Результаты, к которым мы пришли, – закон сохранения движения, равномерность и неограниченное постоянство кругового движения – по правде сказать, были сформулированы в самом начале «Диалога590»; и принцип относительности движения, задающий всю последующую дискуссию, как мы видели, оказывается установлен с самого начала второго дня; однако эти принципы хоть и сами по себе вполне очевидны, хотя они и являются врожденными (применяя термин, который Галилей не использовал, но мог бы использовать) для разума591, тем не менее они настолько странные и предполагают следствия, кажущиеся Симпличио настолько неожиданными, что, допуская их, он все же не принимает их до конца. Он будет противиться при первой же возможности, ведь его ум – ум образованного человека – настолько загроможден воспринятыми привычками, готовыми (школьными) понятиями, что для него просто невозможно мыслить иным образом, кроме как опираясь на традиционные идеи. Хотя он допускает закон сохранения движения (не имея возможности поступить иначе и в каком-то смысле выведя его самостоятельно), но из-за того, что он продолжает мыслить движение в аристотелевских категориях, из-за того, что новая идея движения для него неясна и непривычна, он тут же сделает шаг назад и снова будет предъявлять возражения, отброшенные уже в начале. Таким образом, необходимо привыкнуть мыслить вновь полученными понятиями592.
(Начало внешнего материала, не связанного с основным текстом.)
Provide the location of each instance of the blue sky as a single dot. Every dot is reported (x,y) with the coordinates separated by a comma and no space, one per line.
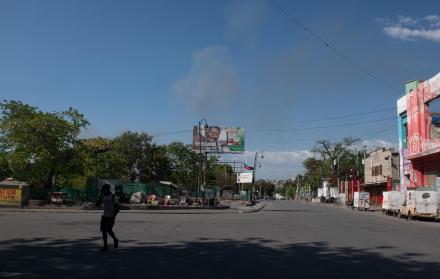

Однако каким образом Галилей намеревается внедрить эти понятия в мышление читателя? Станет ли он делать это, как Декарт, просто-напросто отбрасывая схоластическое определение движение, заменяя его на другое – свое собственное? Отнюдь. Галилей движется потихоньку. Он следует за исторически сложившейся традицией, и с этой точки зрения достигнутым прогрессом отнюдь не следует пренебрегать. Обсуждение аргументов Аристотеля составляло этап этого процесса, на котором остановился Коперник: качественное различие между естественным движением и насильственным объясняло различие между их действиями. Незначительный шажок – и естественное движение Земли (которое, по логике вещей, объясняется ее «природой» или «формой») оказывается применено к телам, находящимся на Земле, – уже не благодаря «единству природы», а только лишь за счет того, что они причастны к этому движению. Еще шажок – и мы допускаем, что движение Земли имеет привилегированный характер только лишь потому, что оно круговое, и с новым шажком этот характер передается кораблю, шагающему по волнам… Привилегия естественного движения совершенно исчезает. Отныне движение сохраняется не потому, что оно естественное, а просто потому, что это движение. Скорее само движение как таковое сохраняется и является нерушимым в предмете, и сам Симпличио понимает и признает это; в самом деле, он не ищет причины, по которой продолжает длиться движение идеально круглого шара, катящегося по горизонтальной поверхности: достаточно того, что нет никакой причины, по которой он мог бы остановиться.
Той же тактикой руководствуется преобразование понятия импетуса. Галилей начинает осаждать аристотелевскую физику, прибегая к арсеналу возражений и идей, накопленных и разработанных физикой Парижской школы. Но на самом деле Галилей, убежденный в побочности и неясности самой идеи импетуса как источника и причины движения, уже давно отошел от нее. Поэтому в ходе «Диалога» импетус отождествляется то с моментом, то с движением, то со скоростью… последовательные шажки, которые незаметно подводят читателя к осмыслению парадокса о том, что в предмете сохраняется одно только движение и что скорость, переданная предмету при движении, «нерушима».
Сперва развенчали привилегированный характер кругового движения: сохраняется движение как таковое, а не движение по кругу. Сперва. Но, в сущности, «Диалог» не идет дальше. И что ни говори, нам не довелось и не доведется сделать шаг к принципу инерции. Ни в «Беседах и математических доказательствах…», ни в «Диалоге» Галилей не говорит о вечном сохранении прямолинейного движения, по той простой причине, что прямолинейное движение тяжестей невозможно и что, с точки зрения Галилея, нетяжелые тела перестают быть телами, а потому вовсе не могут двигаться593.